Os demais se aproximavam, olhavam, choravam de alegria e admiração. Oravam com os braços levantados e os olhos no alto e se prosternavam pensando na luz que tinham visto na noite anterior. Logo tomaram consigo todos os lençóis e o caixão, como relíquias, e levaram tudo até a casa, orando e cantando salmos em ação de graças. Quando chegaram à casa, João pôs as telas dobradas diante do altar. São Tomé e os demais rezavam. Pedro se afastou um tanto, preparando-se para celebrar.

Flávio Lourenço
Assunção de Nossa Senhora – Museu Nacional de Arte Antiga, Lisboa

É o príncipe dos Apóstolos! É evidente que a primeira Missa da Assunção devia ser rezada por ele.

Logo o vi celebrar a Missa diante do crucifixo de Maria…

Era o crucifixo diante do qual Nossa Senhora rezava.

…e os demais Apóstolos por detrás dele, em ordem, rezando e cantando. As mulheres estavam junto à porta e perto da lareira. O criado de Tomé tinha aspecto de estrangeiro: olhos pequenos, ossos das maçãs do rosto saltados, fronte e nariz achatados, e cor morena. Ele já estava batizado e era simples no seu modo se ser, muito serviçal e humilde. Fazia tudo o que se lhe ordenava: ficava de pé ou se sentava conforme lhe diziam. Virava os olhos para onde se lhe indicavam; ia e vinha segundo se lhe mandavam e sorria para tudo. Quando viu que Tomé chorava, chorou também. Foi inseparável companheiro e ajudante de São Tomé, e o vi levantar pedras muito grandes quando Tomé queria edificar alguma capela.
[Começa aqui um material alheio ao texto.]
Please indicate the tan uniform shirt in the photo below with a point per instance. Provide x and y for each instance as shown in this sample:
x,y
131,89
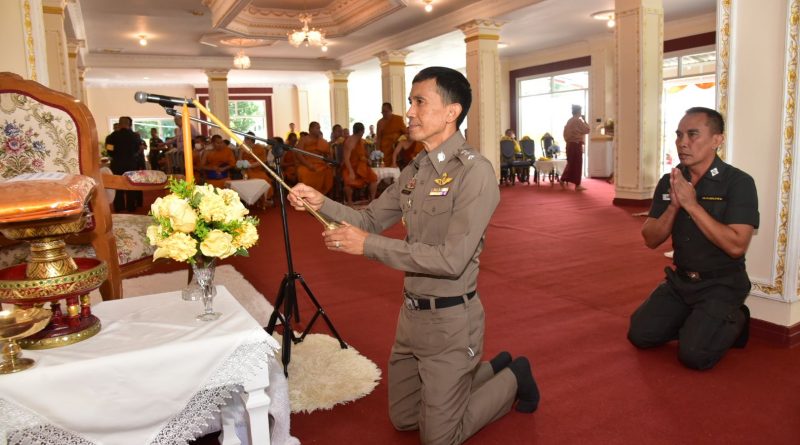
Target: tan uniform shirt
x,y
445,221
576,129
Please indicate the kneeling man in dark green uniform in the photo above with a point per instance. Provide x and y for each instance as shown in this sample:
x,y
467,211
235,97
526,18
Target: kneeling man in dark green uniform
x,y
710,209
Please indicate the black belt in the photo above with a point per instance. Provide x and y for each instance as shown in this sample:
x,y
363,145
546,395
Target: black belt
x,y
718,273
424,304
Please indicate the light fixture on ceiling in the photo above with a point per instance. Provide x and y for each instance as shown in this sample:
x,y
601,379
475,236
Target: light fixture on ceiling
x,y
241,61
607,15
311,37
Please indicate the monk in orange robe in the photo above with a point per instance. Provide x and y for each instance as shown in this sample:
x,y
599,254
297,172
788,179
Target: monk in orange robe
x,y
356,172
288,163
390,127
312,171
256,171
217,162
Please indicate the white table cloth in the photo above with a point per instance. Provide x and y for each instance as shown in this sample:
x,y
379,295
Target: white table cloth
x,y
154,374
387,173
250,190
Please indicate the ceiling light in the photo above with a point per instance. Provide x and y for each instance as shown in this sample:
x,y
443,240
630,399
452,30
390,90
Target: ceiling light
x,y
241,61
607,15
312,36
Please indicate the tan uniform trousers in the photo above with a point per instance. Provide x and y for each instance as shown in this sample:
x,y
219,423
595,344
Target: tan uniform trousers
x,y
437,383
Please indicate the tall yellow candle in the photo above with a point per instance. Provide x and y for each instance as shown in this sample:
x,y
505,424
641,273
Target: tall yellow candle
x,y
187,143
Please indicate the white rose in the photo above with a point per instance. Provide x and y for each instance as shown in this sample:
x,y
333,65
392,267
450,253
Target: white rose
x,y
178,246
246,236
217,244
É uma muito boa manifestação de fidelidade de um servo, fazendo tudo quanto seu amo lhe mandava fazer e sentindo tudo como seu amo sentia, fazendo-se um só com ele. É uma ideia que o mundo hodierno perdeu completamente, essa nobre noção da fidelidade pela qual duas pessoas de categorias diferentes, em vez de se odiarem, se estimam. E não apenas se estimam, mas se fundem, constituindo como que um só todo, quase um não se podendo conceber sem o outro, como a relação do escudeiro e do cavaleiro na Idade Média.
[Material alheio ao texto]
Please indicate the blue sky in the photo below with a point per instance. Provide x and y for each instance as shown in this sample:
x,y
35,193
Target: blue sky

Há inúmeros exemplos de situações como essa, porém, a mais bela de todas foi a dos mártires São Lourenço e São Sisto. Quando o Papa São Sisto foi levado para o martírio, o diácono habitual dele, São Lourenço, aproximou-se e disse: “Santo Padre, como ides para o martírio e me deixais? Vós que sempre celebrastes o sacrifício comigo me abandonareis na hora de vosso último sacrifício?” E ambos foram martirizados sob o mesmo perseguidor. Que beleza e nobreza de ideias há nisso! Como a fidelidade pode chegar a uma verdadeira participação na mesma glória, e como o mundo de hoje está esquecido disso…

Estas são somente duas meditações a respeito da Assunção de Nossa Senhora.

(Extraído de conferência de 14/8/1968)

1) Cf. BEATA ANNA CATARINA EMMERICH. Visiones y Revelaciones Completas. Buenos Aires: Guadalupe, 1952, L. II, tomo IV, p. 278-279.